Ucciso Arnold Peralta, centrocampista honduregno freddato da un’arma da fuoco in un parcheggio di un centro commerciale

ucciso arnold peraltaIl calcio honduregno piange. A colpi di pistola, è stato ucciso Arnold Peralta, centrocampista di 26 anni, freddato nel parcheggio del centro commerciale “Uniplaza”, a La Ceiba, sua città natale, sulla costa caraibica del paese. L’ipotesi della rapina pare da scartare: il giocatore non è stato derubato. Pare dunque si sia trattato di un’esecuzione vera e propria. Secondo la ricostruzione, l’assassino sarebbe fuggito a bordo di una moto. Il padre del calciatore, nella sue dichiarazioni a caldo, sembra confermare l’ipotesi omicidio: “E’ terribile. Hanno ucciso il mio figlio, un figlio esemplare.
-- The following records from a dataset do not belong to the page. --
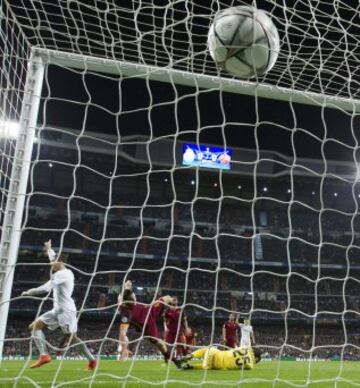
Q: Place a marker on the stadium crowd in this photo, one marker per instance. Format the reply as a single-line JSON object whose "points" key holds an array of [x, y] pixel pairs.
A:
{"points": [[273, 259]]}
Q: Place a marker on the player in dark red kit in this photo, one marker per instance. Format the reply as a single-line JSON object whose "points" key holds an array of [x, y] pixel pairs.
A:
{"points": [[143, 318], [175, 325], [230, 332]]}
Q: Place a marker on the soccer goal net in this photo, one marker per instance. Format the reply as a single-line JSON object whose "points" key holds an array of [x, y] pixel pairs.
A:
{"points": [[123, 144]]}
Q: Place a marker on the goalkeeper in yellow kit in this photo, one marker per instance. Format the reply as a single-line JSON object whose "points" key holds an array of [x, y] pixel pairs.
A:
{"points": [[213, 358]]}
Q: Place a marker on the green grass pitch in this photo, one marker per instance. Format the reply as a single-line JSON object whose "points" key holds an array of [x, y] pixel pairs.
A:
{"points": [[156, 374]]}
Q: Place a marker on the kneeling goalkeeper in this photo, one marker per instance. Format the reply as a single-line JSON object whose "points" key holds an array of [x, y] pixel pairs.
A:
{"points": [[213, 358]]}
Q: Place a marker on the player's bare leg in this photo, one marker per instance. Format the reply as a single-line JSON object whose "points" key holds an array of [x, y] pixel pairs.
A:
{"points": [[37, 328], [168, 355]]}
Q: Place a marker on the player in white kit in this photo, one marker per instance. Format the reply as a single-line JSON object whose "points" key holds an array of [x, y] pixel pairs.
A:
{"points": [[247, 334], [62, 315]]}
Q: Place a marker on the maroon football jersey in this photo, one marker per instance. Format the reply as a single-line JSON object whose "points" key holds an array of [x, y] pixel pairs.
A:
{"points": [[231, 329], [172, 318]]}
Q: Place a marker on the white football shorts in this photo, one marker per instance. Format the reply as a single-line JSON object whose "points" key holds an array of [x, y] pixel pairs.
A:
{"points": [[66, 320]]}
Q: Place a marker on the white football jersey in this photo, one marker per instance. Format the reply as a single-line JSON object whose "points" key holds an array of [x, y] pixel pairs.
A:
{"points": [[62, 284], [246, 331]]}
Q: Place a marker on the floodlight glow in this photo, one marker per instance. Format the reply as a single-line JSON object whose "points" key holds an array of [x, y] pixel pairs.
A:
{"points": [[9, 129]]}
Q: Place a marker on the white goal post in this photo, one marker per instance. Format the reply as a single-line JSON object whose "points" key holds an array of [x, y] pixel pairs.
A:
{"points": [[312, 70], [201, 81]]}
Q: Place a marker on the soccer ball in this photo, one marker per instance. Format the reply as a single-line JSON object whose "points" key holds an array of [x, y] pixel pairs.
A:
{"points": [[244, 41]]}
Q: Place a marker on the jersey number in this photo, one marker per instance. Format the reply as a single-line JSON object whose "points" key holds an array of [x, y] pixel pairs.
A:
{"points": [[241, 357]]}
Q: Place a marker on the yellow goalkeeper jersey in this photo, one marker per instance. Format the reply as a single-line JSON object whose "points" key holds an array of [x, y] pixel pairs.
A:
{"points": [[234, 359]]}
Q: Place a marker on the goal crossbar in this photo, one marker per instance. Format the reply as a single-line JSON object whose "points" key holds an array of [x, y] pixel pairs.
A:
{"points": [[200, 81]]}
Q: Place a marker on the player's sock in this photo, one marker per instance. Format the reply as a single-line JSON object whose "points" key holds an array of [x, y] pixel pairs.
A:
{"points": [[40, 342], [84, 350], [200, 353]]}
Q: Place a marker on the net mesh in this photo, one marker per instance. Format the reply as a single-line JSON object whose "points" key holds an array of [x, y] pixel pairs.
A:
{"points": [[274, 240]]}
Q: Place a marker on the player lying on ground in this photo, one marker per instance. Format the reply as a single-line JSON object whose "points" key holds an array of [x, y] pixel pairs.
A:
{"points": [[213, 358], [144, 319], [62, 315]]}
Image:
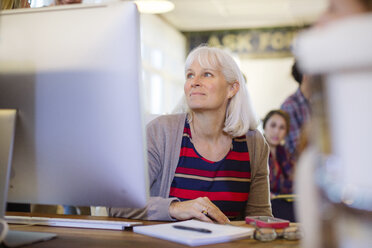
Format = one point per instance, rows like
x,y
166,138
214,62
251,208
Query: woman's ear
x,y
234,88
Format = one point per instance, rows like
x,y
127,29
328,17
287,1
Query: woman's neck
x,y
208,125
273,151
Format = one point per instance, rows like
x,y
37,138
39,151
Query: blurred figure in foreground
x,y
333,174
14,4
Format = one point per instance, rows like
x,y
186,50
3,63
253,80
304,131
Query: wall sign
x,y
253,43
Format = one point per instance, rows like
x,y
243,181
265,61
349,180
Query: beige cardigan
x,y
164,137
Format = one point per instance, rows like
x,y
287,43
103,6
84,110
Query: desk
x,y
92,238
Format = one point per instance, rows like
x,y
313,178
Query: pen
x,y
195,229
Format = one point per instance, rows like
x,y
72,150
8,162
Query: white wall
x,y
163,56
269,82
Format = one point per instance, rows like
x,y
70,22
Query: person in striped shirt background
x,y
210,163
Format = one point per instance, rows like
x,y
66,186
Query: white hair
x,y
240,115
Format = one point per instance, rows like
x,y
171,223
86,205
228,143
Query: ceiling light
x,y
154,6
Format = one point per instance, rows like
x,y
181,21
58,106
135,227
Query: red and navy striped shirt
x,y
226,182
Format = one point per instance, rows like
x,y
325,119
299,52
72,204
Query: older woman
x,y
209,164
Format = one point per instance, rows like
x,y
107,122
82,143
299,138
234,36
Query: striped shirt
x,y
226,182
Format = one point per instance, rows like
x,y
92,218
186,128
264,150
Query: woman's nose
x,y
195,82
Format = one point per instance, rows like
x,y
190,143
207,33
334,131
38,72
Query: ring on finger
x,y
205,211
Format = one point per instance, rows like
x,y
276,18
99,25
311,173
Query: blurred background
x,y
258,32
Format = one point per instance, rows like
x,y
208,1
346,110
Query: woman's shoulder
x,y
256,135
256,140
166,121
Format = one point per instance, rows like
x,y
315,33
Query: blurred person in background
x,y
276,125
297,106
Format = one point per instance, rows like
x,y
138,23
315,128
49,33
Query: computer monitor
x,y
73,75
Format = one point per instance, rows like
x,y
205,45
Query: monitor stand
x,y
7,130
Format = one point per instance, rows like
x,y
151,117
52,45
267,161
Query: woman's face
x,y
275,130
206,88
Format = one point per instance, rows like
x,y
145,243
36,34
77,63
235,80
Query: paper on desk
x,y
220,233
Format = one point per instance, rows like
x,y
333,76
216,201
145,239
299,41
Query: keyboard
x,y
79,223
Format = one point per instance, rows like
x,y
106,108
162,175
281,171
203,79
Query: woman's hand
x,y
201,208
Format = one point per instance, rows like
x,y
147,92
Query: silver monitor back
x,y
73,74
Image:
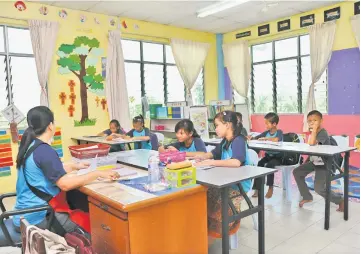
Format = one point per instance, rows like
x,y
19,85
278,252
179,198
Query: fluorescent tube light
x,y
218,7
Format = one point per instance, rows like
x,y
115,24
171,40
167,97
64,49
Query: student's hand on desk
x,y
204,163
81,165
108,174
172,149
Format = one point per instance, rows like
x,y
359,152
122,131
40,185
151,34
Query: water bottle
x,y
153,170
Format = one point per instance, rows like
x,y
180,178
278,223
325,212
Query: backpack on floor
x,y
291,158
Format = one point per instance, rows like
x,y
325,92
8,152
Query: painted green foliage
x,y
80,58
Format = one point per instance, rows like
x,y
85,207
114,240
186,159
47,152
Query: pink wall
x,y
334,124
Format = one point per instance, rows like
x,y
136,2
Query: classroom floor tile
x,y
293,230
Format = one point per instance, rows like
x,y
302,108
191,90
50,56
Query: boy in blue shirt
x,y
271,159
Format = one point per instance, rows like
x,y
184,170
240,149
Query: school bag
x,y
291,158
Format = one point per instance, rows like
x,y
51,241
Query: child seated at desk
x,y
188,139
114,128
319,136
139,132
271,159
232,152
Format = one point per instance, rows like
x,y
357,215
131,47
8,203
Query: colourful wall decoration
x,y
57,143
80,59
6,158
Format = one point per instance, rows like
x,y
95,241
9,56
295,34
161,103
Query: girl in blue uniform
x,y
41,170
188,139
232,152
140,132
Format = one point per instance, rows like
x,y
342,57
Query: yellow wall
x,y
344,36
70,28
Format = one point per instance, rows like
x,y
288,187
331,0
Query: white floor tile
x,y
349,239
335,248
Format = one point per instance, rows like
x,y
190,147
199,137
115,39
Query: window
x,y
18,76
150,70
281,76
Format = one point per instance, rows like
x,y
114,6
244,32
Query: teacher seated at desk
x,y
43,178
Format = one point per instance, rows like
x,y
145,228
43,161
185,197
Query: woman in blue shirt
x,y
188,139
232,152
43,170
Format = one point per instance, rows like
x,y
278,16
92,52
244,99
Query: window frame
x,y
274,61
164,63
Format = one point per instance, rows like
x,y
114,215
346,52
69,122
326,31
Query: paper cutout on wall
x,y
63,14
357,143
62,97
74,60
44,10
57,143
112,22
6,157
82,18
20,5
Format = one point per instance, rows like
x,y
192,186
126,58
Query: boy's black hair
x,y
139,118
315,112
188,126
116,122
272,118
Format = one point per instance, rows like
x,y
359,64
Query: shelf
x,y
168,119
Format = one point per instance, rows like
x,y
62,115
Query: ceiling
x,y
183,13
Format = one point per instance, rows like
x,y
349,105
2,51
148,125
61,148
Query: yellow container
x,y
181,177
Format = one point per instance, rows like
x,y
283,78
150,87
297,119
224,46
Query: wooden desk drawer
x,y
110,234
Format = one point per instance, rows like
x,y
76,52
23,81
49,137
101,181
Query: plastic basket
x,y
89,151
173,156
180,177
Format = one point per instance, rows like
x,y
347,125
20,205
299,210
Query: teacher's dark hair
x,y
38,119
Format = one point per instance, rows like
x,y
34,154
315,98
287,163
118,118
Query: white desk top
x,y
300,148
104,141
221,177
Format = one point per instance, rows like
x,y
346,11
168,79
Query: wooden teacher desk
x,y
127,220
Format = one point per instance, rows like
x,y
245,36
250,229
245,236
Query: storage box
x,y
180,177
153,110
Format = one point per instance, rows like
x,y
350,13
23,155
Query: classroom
x,y
179,127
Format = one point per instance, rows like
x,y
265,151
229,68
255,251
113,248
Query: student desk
x,y
89,139
327,153
223,178
127,220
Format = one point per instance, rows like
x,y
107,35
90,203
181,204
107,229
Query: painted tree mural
x,y
80,58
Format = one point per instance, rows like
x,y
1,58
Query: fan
x,y
268,6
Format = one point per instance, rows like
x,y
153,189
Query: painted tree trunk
x,y
83,91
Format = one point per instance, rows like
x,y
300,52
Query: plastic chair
x,y
233,239
287,174
8,235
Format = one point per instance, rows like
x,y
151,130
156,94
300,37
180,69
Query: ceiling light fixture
x,y
218,7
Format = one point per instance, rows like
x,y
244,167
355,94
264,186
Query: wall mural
x,y
80,59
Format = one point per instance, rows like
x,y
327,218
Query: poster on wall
x,y
307,20
199,117
356,7
244,34
332,14
263,30
284,25
79,60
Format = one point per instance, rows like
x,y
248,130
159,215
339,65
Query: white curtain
x,y
43,38
238,63
321,43
116,87
355,23
189,57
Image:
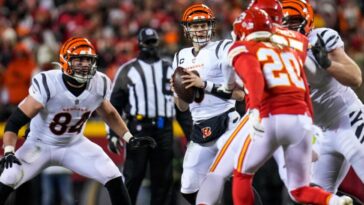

Non riesco a dire di più, sento troppo dolore”. A parlare, come è doveroso, anche il commissario tecnico della selezione honduregna, Osman Madrid, “Questa di Arnold è una morte tragica, che tutto lo sport nazionale piange”. Il delitto del giovane Peralta non può non far riaffiorare alla mente di molti un caso simile: l’omicidio del calciatore colombiano Andrés Escobar, ucciso nel parcheggio di un bar, per la sola colpa di aver un firmato un autogol durante i Mondiali del 1994. Peralta aveva dovuto rinunciare alla fase finale dei mondiali 2014 in Brasile, per un infortunio occorsogli con la maglia dei Glasgow Ranger. Aveva però partecipato all’Olimpiade di Londra nel 2012 ed era stato capitano della selezione under 20 del suo paese. Il giocatore militava nel Club Deportivo Olimpia, squadra del campionato honduregno. L’Honduras, è noto, è dilaniata dalla piaga delle bande rivali; il tasso di omicidi è altissimo e il 90% dei delitti rimane impunito. Non si tralascia dunque nessuna ipotesi.